J’étais un enfant souriant. Un enfant joyeux. Chantant. Rêveur. Un parmi d’autres. Gai. Les adultes s’obstinent à appeler ça innocence. L’innocence n’existe pas. Nous sommes tous coupables jusqu’à ce que notre culpabilité soit prouvée. Néanmoins, je me croyais heureux et j’aimais les miens. Timide, mais avec un penchant pour la tendresse. J’aimais le collège. L’aiguillon de l’apprentissage m’enthousiasmait. Mon grand défaut, c’était mon comportement pacifique et noble, ne pas avoir de tendance à la violence, sentir de l’attachement pour les animaux et une compassion trop évidente envers les fils de pute.
À peine eurent-ils vu la fissure qu’ils l’attaquèrent sans tarder. Ils fouillèrent dans mes faiblesses et s’en délectèrent, ils y introduisirent leurs poings et les en retirèrent débordants de viscères. Ça marche comme ça. Avec tous les fils de pute.
Une fois leur œuvre créée, ils t’abandonnaient. Un jouet abimé, avec lequel on ne peut plus passer le temps, devenu inutile. Mais la nature, magnanime et dégoûtante, les dotait d’un sixième sens efficace : ils en trouvaient d’autres et recommençaient le jeu du châtiment.
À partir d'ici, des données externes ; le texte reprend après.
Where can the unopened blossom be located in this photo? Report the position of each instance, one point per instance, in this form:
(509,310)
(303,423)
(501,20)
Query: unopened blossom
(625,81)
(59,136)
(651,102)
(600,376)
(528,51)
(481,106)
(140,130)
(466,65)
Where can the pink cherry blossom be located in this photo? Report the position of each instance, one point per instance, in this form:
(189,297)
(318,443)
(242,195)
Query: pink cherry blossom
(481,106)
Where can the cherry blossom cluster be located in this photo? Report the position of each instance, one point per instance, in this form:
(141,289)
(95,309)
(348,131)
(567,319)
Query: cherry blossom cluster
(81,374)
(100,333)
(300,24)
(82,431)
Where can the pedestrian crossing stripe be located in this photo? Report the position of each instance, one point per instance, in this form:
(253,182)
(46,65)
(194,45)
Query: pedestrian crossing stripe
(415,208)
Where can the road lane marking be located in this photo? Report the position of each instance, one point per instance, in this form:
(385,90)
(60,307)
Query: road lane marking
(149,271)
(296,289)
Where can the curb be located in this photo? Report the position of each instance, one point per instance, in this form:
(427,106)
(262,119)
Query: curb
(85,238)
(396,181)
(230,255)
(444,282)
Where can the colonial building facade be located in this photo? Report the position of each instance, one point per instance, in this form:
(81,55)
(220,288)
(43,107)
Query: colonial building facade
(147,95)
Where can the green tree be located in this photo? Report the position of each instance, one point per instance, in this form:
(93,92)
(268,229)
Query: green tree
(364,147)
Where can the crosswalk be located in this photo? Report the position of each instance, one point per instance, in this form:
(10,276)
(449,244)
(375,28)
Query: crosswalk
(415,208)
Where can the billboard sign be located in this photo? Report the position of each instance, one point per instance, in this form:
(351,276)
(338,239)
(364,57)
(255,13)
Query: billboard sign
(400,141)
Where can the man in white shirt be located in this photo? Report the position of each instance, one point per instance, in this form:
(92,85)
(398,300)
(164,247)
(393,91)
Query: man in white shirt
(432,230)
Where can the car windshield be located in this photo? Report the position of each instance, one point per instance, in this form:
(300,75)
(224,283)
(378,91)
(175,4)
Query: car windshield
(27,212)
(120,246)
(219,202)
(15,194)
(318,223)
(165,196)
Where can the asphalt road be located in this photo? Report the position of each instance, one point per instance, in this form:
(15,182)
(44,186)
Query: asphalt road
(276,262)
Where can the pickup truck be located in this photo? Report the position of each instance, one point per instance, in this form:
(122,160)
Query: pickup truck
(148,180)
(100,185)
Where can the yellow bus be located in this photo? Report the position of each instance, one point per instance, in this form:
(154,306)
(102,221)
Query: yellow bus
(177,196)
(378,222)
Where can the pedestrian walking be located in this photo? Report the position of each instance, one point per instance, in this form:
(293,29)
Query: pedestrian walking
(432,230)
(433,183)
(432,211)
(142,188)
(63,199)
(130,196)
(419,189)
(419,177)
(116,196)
La seule consolation, c’est que pour le nouvel enfant ils inventaient des cruautés plus subtiles et perverses, auxquelles toi, au moins, tu avais échappé.
Tu retournais à tes affaires, à ton monde, sans connaître la signification du mot « dépôt ». Tu reprenais les jeux et les promenades dans la cour de l’école, sans craindre les blessures, et te croyais guéri. Mais non. La bactérie s’était nouée à tes muscles, et se déplaçait dans le corps à force d’articulation, grimpant à chaque saut et à chaque course, jusqu’à parvenir au cerveau. Avec le passage des années, tu le constatais : tu étais l’un d’eux, un de plus, la transformation n’avait pas demandé trop de mues. Tu étais pire qu’eux, un fils de pute plus parfait.
Petits, on mériterait l’Annonciation suivante : la rationalité ne sert à rien, c’est un raisin sec avec beaucoup de nutriments et pas de jus, les cerveaux s’ennuient, ne cherchez pas plus loin que ces apparences ignobles, ne jouez pas à prétendre aux ombres, tout est clair, les brutes gagnent et personne ne sera capable de l’éviter car l’intelligence est de leur côté, car ils sont avantagés par l’ingéniosité et le silence complice ou enthousiaste des adultes.
De ces enseignements de grande école, j’ai retiré une admirable capacité pour la cachette et la disparition. Il faut empêcher que les bêtes te reniflent, qu’elles connaissent ton existence. Et tu deviens résistant, mais au bout de trente ans, contrairement à eux qui ont caché dans l’obscurité la plus profonde ce qu’ils ont fait jusqu’à croire que cela n’avait pas eu lieu, contrairement à eux, j’insiste, je n’oublie ni ne les pardonne. Je suis parfaitement rancunier et j’ai besoin d’une forme de vengeance.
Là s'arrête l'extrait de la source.